When Lucious killed someone in the first episode, it was a grand dramatic statement about who he is. When Cookie had someone killed this episode, it was more along the lines of a popcorn-munching “Oooooh, girl. You FUCKED UP” moment. When Lucious discovered his son’s homosexuality, he stuffed him in a trashcan, in a moment meant to invoke horror and disgust in the audience. When Lucious discovered his son’s girlfriend’s bisexuality, he made eyebrow-wiggling jokes about having two women at his apparent disposal. Any genre has certain aspects to it that you just have to accept as an audience member and we’ve never seen a night time soap opera that didn’t go broader and more farcical over time. The only question we have is this: Is it a good thing that the show is doing this now, so early in its run? Does it mean it’s knowingly and wholeheartedly embracing the conventions of the soap genre or does it mean it’s lapsing into cliche too early?

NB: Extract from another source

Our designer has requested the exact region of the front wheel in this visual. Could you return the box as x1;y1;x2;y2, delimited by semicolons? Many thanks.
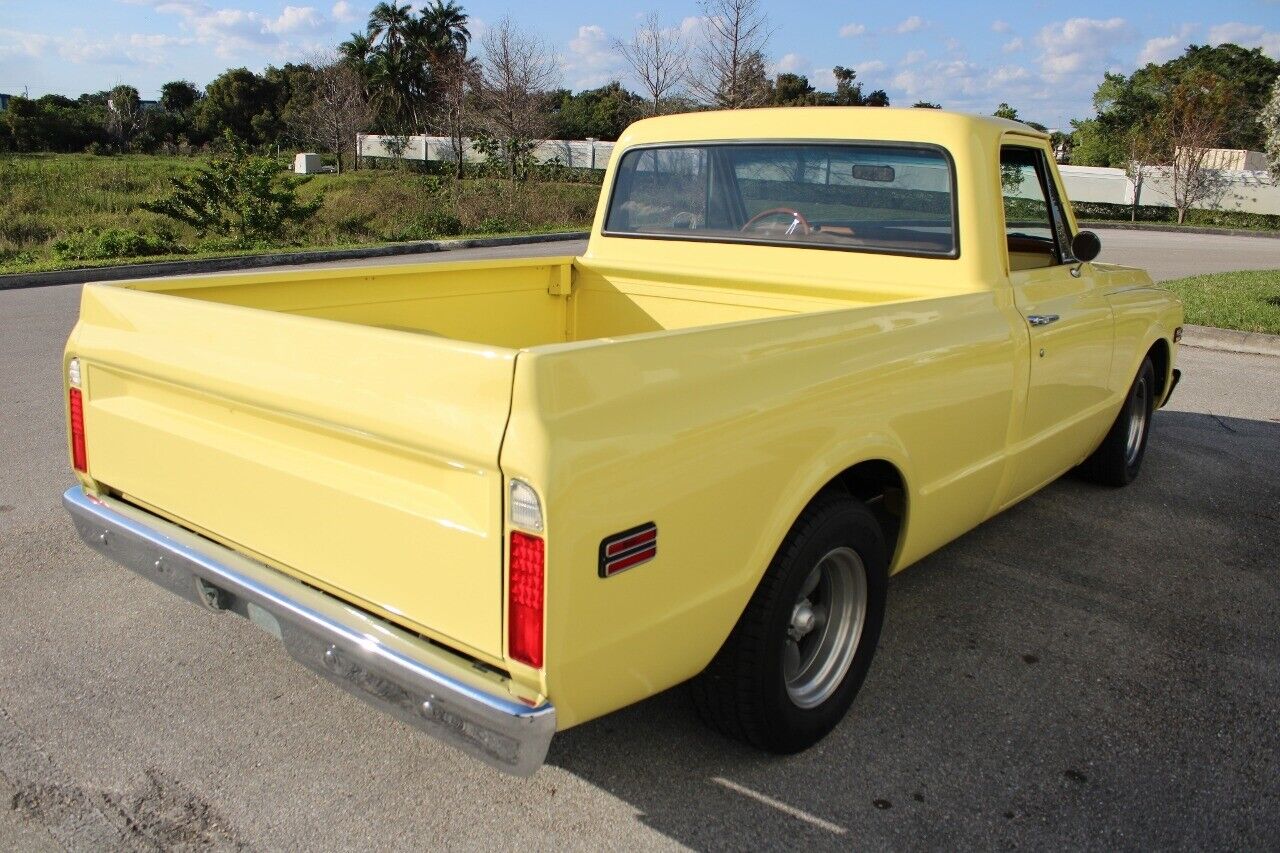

In other news, Andre finally comes into his own as the manipulative and villainous character he’s supposed to be. That is, if you’ve seen The Lion in Winter, the film that inspired this series (it’s on Turner Classic Movies this month and we can’t recommend it enough. Eleanor of Aquitaine IS Cookie Lyon.). They’ve switched the birth order around, but Andre’s based on the sly, forgotten middle son of Henry II, Geoffrey. And his actions this episode, setting brother against brother and succeeding in a way neither of his parents could on that same goal, tend to make the comparisons to that film all the tighter now. When he was presented merely as a bipolar square with a controlling wife, he came off like a weak spot in the story, but he stepped into the spotlight nicely this time around, even if he does still rely on his bib-wearing wife.

And after complaining last week that Cookie’s character is somewhat contradictory and vague, we got to see her in true action this week, juggling a dozen different problems, some of them life-threatening (or thought to be, anyway) and GETTING SHIT DONE. “The name’s Cookie. Ask about me.” Alexis Carrington couldn’t have come up with a better exit line than that. Of course, while she was getting said shit done, she was also, as we indicated earlier, fucking things up, big time. So we think our point last week has been addressed, in a way. Cookie is both very smart and at the same time very prone to these kinds of over-reactions and mistakes. We actually like that about her.  First, it makes her more believable in a way, and second, it adds some tension to her ongoing struggle with her ex-husband. She can’t be right all the time or it’ll get boring. And besides, now she’s got a deliciously epic metric fuck tonne of problems sitting over her head.

Anyway, in this case, calling this show a soap opera is to compare it to the best of the genre and to note with appreciation that they’re doing it exactly right, in the most entertaining way, and with a seemingly deep understanding of the genre’s conventions and history.